It was structured by those with no managerial experience. This, alone, was sufficient to forecast that the ACA would fail.
But, why the increases now? First, many insurance corporations have dropped out of the "exchanges" due to the fact that the "exchanges" were a loss-leader, profit wise. Fewer companies = less competition and less ability to spread the costs. But, there is more than just that.
It is common sense to believe that rates would increase and profits would disappear. Here is a high-level, simplistic look at the rationale.
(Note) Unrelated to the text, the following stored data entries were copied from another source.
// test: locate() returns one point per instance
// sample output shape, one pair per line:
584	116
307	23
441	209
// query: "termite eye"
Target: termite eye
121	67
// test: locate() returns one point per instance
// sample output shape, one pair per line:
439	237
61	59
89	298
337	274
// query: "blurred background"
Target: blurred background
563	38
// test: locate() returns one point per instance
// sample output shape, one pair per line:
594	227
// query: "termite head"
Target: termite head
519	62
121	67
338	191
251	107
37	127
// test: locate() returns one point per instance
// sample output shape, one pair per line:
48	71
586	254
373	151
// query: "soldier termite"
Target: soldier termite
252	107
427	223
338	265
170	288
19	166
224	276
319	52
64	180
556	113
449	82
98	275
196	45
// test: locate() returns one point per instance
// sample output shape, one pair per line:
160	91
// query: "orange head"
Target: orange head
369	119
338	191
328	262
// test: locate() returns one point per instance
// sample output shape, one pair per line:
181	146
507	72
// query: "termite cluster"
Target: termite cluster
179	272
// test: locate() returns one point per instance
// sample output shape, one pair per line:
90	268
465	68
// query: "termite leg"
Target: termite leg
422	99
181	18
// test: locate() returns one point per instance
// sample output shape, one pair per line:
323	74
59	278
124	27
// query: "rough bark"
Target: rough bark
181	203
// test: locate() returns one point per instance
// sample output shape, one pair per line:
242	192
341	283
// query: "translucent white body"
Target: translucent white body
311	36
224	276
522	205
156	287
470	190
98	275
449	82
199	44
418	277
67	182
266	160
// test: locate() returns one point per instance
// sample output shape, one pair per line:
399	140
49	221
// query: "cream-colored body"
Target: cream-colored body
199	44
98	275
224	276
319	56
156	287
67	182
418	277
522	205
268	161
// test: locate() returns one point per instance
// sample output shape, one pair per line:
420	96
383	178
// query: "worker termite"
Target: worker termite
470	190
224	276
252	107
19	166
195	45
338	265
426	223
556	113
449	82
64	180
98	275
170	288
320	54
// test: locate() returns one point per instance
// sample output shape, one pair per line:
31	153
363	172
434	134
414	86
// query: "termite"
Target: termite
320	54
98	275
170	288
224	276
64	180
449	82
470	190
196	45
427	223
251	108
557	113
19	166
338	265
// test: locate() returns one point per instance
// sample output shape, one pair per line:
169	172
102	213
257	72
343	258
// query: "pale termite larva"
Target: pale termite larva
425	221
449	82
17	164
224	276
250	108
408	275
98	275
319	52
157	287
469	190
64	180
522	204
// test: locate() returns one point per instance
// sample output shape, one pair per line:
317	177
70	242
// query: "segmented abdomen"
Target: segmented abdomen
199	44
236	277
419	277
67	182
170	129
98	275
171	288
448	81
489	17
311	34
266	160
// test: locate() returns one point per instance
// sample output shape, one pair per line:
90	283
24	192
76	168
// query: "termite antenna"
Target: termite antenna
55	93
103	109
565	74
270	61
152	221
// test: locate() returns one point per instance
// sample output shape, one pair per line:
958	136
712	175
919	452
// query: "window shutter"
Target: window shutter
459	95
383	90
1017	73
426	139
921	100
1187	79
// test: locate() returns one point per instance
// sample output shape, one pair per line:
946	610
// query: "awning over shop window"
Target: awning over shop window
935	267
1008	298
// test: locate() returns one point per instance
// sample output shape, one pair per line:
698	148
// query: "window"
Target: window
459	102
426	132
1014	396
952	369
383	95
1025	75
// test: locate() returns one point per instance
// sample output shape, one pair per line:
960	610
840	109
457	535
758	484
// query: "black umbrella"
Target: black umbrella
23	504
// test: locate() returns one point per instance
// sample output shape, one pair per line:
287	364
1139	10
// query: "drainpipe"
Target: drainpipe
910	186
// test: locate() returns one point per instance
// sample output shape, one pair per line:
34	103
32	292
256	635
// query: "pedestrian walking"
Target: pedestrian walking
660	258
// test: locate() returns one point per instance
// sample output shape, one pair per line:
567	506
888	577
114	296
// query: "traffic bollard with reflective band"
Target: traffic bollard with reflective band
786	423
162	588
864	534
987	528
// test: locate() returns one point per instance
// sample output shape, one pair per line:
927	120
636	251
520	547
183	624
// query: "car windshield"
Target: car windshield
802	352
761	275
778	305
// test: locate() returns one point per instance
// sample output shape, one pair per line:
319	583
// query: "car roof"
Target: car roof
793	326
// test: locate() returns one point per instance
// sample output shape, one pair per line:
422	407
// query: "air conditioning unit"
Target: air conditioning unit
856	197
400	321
Obamacare offered that people with pre-existing conditions had to be covered by insurance companies/exchanges. So, why pay premiums if I can just get insurance only when and if I need it? Yes, there is a penalty for those not having coverage. But, the "fines", if you will, are far, far less than the premiums.
The entire structure of Obamacare depended on young, healthy people signing up by the millions. The premiums from the "young" would cover the expenses of the more elderly - who, historically, have greater health issues. But, the "young" did NOT sign up (and are not signing up) as expected. Remember, the "fines" for failing to "sign up" are less than the premiums.
Next, the rates advertised were intentionally low to begin with - it was the only way to "sell" the ACA. The CBO projected these rate increases - BUT, not at the levels that are occurring.
The greatest number of people affected by these rate increases are those getting "subsidies". This means that you and I, the taxpayers, are paying their premiums, or a goodly portion thereof. So, it affects us only indirectly and affects them only slightly. What they do is to shop around for plans that have better rates/subsidies. The problem, of course, is that with the insurance companies no longer willing to "play", their choices are getting very limited.
People who get their health insurance through their companies will not suffer too badly from these premium increases - the employer picks up most of it. However, the deductibles are also skyrocketing.
So, even when truly affordable "rates" are available, the actual "out-of-pocket" expenses for people are problematic.
Please recognize that Obamacare is naught but a "ponzi" scheme. And, I do NOT mean this in an insulting way. If one thinks about it, all insurance operates as "ponzi" schemes. The insurance companies are betting that the vast majority of their customers never file a claim. It's pretty much that simple.
Factor this into a situation where those requiring payments are the only ones left in the insurance pools. Who is left to pay for all this? The people who need the coverage the most.
How would all this be described? A DISASTER!
WARNING: Whenever a politician offers to solve a 10% problem with a 100% solution, RUN! (Originally, Obamacare was to address the fact that 30 million out of a population of 300 million did not have health insurance.)
AND, it wasn't as if a majority of the 30 million uncovered persons could not afford coverage; they chose not to be covered. Why? The reasons vaired from the young believing "It won't happen to me." kind of thing to people willingly taking the risk. Now, even for those for whom we are partly paying the premiums, they can't afford the deductables. So, where does that leave them today?